KABUL, AFGHANISTAN – The UN Human Rights Office (OHCHR) and Richard Bennett, the UN special rapporteur on human rights in Afghanistan, have condemned the Taliban’s public execution of a man in Badghis province and called for an immediate halt to capital punishment.
The man, identified as Ismail, was executed on Thursday at a sports stadium in Qala-e-Naw, the capital of Badghis province, in front of local authorities and a crowd of hundreds. The Taliban’s supreme court said Ismail had been convicted of shooting a man and a woman in the province, and that the execution was carried out with the approval of the group’s supreme leader, Hibatullah Akhundzada.
This was the eleventh public execution carried out by the Taliban since their return to power in 2021. Earlier public executions have taken place in Farah, Ghazni, Laghman, Jowzjan, Badghis, and Nimruz provinces.
In a statement posted on X, the UN Human Rights Office said that public executions violate international law and that the death penalty more broadly is incompatible with the fundamental right to life.
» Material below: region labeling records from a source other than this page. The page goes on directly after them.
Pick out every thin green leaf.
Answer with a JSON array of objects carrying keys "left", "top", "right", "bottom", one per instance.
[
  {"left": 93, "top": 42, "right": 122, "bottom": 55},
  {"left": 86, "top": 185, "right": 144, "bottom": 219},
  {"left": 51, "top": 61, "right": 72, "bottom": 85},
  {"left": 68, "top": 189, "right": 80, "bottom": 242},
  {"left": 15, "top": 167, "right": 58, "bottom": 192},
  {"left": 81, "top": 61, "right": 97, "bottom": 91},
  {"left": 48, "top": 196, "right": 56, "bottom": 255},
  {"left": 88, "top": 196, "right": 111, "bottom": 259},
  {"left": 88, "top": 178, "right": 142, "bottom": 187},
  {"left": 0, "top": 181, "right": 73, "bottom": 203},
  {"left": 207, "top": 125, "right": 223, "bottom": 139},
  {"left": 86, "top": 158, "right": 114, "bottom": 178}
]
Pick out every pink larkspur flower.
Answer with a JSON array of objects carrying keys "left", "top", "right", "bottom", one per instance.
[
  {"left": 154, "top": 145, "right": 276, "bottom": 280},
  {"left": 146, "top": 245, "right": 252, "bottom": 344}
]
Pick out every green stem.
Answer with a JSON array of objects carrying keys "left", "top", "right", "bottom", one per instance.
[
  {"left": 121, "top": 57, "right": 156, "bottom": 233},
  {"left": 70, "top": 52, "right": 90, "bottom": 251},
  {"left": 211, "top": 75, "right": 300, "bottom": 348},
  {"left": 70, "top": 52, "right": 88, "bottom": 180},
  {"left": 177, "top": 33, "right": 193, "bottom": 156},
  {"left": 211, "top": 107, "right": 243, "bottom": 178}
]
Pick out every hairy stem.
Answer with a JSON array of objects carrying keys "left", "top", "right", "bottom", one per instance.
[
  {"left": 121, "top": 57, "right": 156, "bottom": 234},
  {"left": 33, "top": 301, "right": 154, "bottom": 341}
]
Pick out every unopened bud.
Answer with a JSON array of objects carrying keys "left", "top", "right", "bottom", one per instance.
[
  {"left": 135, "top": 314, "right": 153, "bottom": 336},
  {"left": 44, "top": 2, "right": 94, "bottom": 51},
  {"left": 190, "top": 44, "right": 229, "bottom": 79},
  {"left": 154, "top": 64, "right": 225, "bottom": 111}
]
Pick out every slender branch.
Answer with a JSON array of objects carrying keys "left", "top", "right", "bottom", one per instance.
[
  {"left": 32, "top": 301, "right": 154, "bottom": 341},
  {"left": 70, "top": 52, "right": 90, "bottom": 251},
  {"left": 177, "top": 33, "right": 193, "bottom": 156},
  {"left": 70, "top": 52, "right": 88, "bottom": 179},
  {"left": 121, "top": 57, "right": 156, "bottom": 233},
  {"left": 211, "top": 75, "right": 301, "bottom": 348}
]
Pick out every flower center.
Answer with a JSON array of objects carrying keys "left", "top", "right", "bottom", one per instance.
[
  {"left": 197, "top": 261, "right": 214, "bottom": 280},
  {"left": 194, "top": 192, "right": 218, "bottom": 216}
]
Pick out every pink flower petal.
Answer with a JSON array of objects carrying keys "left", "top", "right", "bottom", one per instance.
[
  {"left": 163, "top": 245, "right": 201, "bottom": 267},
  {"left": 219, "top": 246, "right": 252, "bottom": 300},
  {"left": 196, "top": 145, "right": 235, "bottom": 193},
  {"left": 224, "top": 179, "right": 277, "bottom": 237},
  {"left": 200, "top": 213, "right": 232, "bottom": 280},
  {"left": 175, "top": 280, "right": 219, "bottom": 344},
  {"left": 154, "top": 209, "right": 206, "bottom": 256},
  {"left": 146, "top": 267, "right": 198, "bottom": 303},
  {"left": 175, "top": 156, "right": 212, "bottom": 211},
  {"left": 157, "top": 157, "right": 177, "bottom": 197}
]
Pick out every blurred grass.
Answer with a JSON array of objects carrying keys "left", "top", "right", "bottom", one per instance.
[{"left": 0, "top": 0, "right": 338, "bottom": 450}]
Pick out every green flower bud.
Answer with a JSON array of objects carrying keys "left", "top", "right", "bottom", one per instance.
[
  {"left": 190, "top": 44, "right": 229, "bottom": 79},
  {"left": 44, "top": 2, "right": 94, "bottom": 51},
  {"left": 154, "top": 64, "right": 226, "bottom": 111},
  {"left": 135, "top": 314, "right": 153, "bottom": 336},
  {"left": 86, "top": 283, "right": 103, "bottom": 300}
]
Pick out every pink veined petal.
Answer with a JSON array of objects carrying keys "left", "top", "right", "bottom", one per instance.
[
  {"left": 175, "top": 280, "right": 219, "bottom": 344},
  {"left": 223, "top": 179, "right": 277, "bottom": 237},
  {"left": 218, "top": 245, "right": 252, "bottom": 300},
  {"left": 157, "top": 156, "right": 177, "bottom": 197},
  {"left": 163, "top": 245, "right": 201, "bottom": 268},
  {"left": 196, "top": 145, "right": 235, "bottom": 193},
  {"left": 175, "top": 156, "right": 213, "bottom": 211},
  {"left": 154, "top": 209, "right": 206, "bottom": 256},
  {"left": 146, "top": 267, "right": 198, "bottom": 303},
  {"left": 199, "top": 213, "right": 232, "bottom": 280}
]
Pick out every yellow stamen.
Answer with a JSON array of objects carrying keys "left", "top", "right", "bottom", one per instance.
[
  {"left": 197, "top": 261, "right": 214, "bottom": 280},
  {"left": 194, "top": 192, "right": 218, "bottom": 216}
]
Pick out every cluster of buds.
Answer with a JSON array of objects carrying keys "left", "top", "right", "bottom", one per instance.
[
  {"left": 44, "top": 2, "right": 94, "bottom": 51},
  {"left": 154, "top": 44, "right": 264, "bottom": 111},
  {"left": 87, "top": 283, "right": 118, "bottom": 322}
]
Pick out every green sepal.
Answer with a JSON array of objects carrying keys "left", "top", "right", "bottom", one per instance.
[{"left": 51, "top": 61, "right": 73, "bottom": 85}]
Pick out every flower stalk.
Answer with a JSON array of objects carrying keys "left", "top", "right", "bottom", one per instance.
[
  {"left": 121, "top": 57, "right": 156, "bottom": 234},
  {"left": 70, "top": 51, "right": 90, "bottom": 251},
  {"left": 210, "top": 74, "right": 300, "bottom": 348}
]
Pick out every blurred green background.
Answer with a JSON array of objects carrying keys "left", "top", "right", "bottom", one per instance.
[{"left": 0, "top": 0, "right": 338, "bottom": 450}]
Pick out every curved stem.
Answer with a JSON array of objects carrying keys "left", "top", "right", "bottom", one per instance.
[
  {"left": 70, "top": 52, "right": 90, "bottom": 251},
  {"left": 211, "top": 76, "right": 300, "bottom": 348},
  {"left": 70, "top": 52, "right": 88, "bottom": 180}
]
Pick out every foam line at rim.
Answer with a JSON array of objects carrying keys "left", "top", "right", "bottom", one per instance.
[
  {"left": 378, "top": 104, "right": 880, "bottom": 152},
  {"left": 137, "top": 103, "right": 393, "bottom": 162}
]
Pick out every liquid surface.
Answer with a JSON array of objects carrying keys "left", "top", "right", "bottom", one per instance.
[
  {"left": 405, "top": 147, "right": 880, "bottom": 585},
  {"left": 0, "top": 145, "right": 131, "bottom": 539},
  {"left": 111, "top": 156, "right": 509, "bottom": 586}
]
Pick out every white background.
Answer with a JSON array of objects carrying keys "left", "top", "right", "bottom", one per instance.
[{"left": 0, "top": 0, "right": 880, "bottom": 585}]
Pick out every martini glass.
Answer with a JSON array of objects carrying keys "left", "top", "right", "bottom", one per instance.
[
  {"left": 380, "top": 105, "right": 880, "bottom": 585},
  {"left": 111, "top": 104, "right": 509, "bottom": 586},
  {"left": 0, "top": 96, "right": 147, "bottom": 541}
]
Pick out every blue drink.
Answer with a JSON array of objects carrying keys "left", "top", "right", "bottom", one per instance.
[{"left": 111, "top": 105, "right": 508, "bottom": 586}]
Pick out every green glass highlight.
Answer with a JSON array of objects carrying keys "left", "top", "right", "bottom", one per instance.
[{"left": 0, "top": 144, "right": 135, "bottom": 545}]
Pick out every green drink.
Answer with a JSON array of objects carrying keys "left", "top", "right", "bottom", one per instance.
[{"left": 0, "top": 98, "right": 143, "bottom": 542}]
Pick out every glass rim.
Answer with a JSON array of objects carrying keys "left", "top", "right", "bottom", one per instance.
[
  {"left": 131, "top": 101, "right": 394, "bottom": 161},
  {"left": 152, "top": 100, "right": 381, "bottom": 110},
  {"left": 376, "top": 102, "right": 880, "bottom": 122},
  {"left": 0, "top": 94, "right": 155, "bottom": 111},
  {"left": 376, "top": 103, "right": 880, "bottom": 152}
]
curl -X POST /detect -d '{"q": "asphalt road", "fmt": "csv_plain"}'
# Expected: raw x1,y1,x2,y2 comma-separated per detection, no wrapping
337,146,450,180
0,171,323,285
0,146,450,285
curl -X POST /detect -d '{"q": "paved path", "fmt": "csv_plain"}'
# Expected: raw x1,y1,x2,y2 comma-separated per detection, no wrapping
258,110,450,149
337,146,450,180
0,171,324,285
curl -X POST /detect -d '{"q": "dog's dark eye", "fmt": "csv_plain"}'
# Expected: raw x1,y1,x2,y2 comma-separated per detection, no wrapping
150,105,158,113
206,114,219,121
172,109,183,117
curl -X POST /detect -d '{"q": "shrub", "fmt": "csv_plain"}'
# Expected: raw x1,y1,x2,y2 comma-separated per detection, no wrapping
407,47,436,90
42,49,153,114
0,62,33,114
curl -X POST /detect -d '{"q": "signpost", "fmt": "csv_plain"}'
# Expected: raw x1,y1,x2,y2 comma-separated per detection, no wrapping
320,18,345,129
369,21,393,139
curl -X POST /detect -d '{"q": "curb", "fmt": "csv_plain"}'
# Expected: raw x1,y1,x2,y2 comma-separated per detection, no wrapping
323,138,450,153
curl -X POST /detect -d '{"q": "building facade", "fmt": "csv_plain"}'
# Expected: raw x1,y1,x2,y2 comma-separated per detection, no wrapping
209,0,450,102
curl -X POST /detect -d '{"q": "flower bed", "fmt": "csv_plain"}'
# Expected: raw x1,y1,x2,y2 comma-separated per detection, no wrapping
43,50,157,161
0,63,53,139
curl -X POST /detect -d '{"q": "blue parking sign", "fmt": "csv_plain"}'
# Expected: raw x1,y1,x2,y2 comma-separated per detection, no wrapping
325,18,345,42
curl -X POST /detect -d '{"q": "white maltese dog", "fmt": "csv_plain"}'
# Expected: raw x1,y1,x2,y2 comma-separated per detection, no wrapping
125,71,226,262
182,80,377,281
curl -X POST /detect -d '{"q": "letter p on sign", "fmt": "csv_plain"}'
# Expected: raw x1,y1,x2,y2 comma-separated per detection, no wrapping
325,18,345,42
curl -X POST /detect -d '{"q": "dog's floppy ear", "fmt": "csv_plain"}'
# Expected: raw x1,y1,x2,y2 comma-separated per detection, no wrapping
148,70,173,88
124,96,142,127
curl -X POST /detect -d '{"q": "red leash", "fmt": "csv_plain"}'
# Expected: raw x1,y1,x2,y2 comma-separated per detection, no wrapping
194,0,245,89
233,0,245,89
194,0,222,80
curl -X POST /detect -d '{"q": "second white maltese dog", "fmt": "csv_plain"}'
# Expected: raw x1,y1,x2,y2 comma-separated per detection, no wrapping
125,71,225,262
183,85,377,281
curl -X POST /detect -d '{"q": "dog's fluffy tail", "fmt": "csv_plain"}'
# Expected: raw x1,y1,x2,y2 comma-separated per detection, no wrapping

Volker Türk, the UN High Commissioner for Human Rights, called on the Taliban authorities to take concrete measures to “promptly abolish” the death penalty, beginning with an immediate moratorium on executions.
In a separate post, Richard Bennett described the death penalty as a “cruel, inhuman, and degrading practice that is also ineffective in deterring crime,” and reiterated his call for an immediate halt to public executions.
Since their return to power, the Taliban have also publicly flogged hundreds of people, including women and LGBTQ+ individuals, on a range of charges across Afghanistan. Despite repeated calls from the UN, rights groups, and activists to end public executions and corporal punishment, the Taliban continue these practices, citing enforcement of Sharia law in Afghanistan.